HUANG Jin-lian, ZHONG Jin-shu . Epidemiological and etiological drug resistance of 487 eases of bacillary dysentery[J]. Disease Surveillance, 2008, 23(3): 170-172. DOI: 10.3784/j.issn.1003-9961.2008.3.170
Citation: HUANG Jin-lian, ZHONG Jin-shu . Epidemiological and etiological drug resistance of 487 eases of bacillary dysentery[J]. Disease Surveillance, 2008, 23(3): 170-172. DOI: 10.3784/j.issn.1003-9961.2008.3.170

Epidemiological and etiological drug resistance of 487 eases of bacillary dysentery

  • Objective The study was conducted to investigate the epidemiological characteristics of bacillary dysentery and the drug resistance of this pathogenic bacterium.
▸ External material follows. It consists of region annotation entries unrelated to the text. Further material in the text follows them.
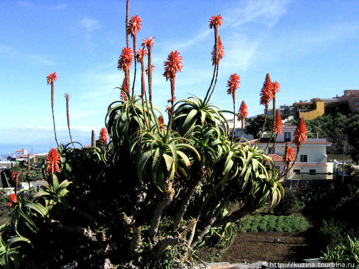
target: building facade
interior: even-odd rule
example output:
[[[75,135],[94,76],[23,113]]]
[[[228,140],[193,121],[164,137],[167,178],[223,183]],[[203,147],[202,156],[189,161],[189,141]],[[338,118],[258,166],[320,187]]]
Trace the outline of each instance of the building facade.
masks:
[[[295,102],[299,113],[299,117],[303,117],[305,120],[315,119],[319,116],[324,115],[324,101],[320,98],[314,98],[310,101],[302,101]]]
[[[282,135],[278,135],[273,148],[274,141],[271,140],[266,150],[266,153],[270,156],[275,167],[282,173],[284,169],[283,156],[286,144],[293,147],[296,151],[296,146],[292,142],[296,126],[284,126]],[[258,144],[260,150],[265,150],[268,143],[268,139],[262,138]],[[251,141],[254,144],[256,139]],[[307,138],[303,142],[297,159],[288,173],[288,178],[292,179],[326,179],[327,175],[327,147],[331,143],[325,138]]]

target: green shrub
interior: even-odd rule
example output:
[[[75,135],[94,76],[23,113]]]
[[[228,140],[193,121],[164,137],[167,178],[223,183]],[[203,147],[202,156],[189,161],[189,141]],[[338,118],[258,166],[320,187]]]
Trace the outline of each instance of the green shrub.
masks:
[[[294,191],[286,190],[284,193],[283,198],[274,208],[274,213],[278,215],[289,216],[298,208],[299,201]]]
[[[330,262],[350,263],[359,268],[359,239],[352,239],[347,236],[345,243],[339,244],[333,248],[327,247],[327,252],[323,252],[321,258]]]
[[[296,233],[306,231],[309,226],[304,218],[293,216],[256,215],[244,218],[237,223],[240,232],[287,232]]]
[[[331,218],[328,221],[323,220],[323,224],[319,229],[318,235],[324,245],[333,246],[344,243],[345,241],[344,236],[345,231],[346,225],[344,224]]]

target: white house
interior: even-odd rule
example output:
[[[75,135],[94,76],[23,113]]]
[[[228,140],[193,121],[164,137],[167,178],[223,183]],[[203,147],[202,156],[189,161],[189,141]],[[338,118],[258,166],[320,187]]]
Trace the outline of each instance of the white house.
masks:
[[[283,156],[286,144],[294,149],[296,154],[296,146],[292,142],[296,126],[284,126],[282,135],[278,135],[274,148],[272,139],[266,153],[272,157],[275,167],[282,173],[284,169]],[[254,144],[257,139],[251,141]],[[265,150],[269,141],[269,138],[262,138],[258,143],[258,149]],[[288,178],[292,179],[327,179],[327,147],[331,143],[325,138],[307,138],[302,143],[298,156],[293,168],[288,173]]]

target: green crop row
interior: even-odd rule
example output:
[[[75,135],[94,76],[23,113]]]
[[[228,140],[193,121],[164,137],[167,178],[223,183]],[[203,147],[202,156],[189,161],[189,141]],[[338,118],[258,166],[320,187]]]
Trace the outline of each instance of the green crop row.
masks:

Methods A retrospective analysis was performed based on the network direct reporting data in relation to bacillary dysentery epidemic and pathogens detected through laboratory tests maintained by the First People's Hospital, Yongkang, Zhejiang province from 2004 to 2006. Results A total of 487 cases of bacillary dysentery were reported from 2004 to 2006, accounting for 5.05% of total reported infectious diseases. The incidence of dysentery was declining in this period, accounting for 6.49%, 5.23% and 3.39% in proportion to the total incidence of infectious diseases. The highest incidence rate was found in 0- to 9-year-olds and 20-to 39-year-olds; infants, scattered children, students and farmers, migrant workers were mostly involved. The peak period for bacillary dysentery was August to October. A total of 54 strains of Shigella flexneri and 8 strains of Shigella sonnei were detected, which accounted for 87.10% and 13.90%, respectively. Type 2 Shigella flexneri were predominant whereas Type 1 and 4 accounted for a small portion. Shigella sonnei had higher resistance to most antibacterial drugs than Shigella flexneri; both strains had low resistance to piperacillin / tazobactam, ceftazidime, furazolidone and imipenem. Conclusion The incidence of bacterial dysentery was gradually declining. The highest incidence was seen in the 0- to 9-year-old group and 20- to 39-year-old group. The peak period was August to October. Shigella flexneri constituted the predominant pathogen, resistant to most antibacterials.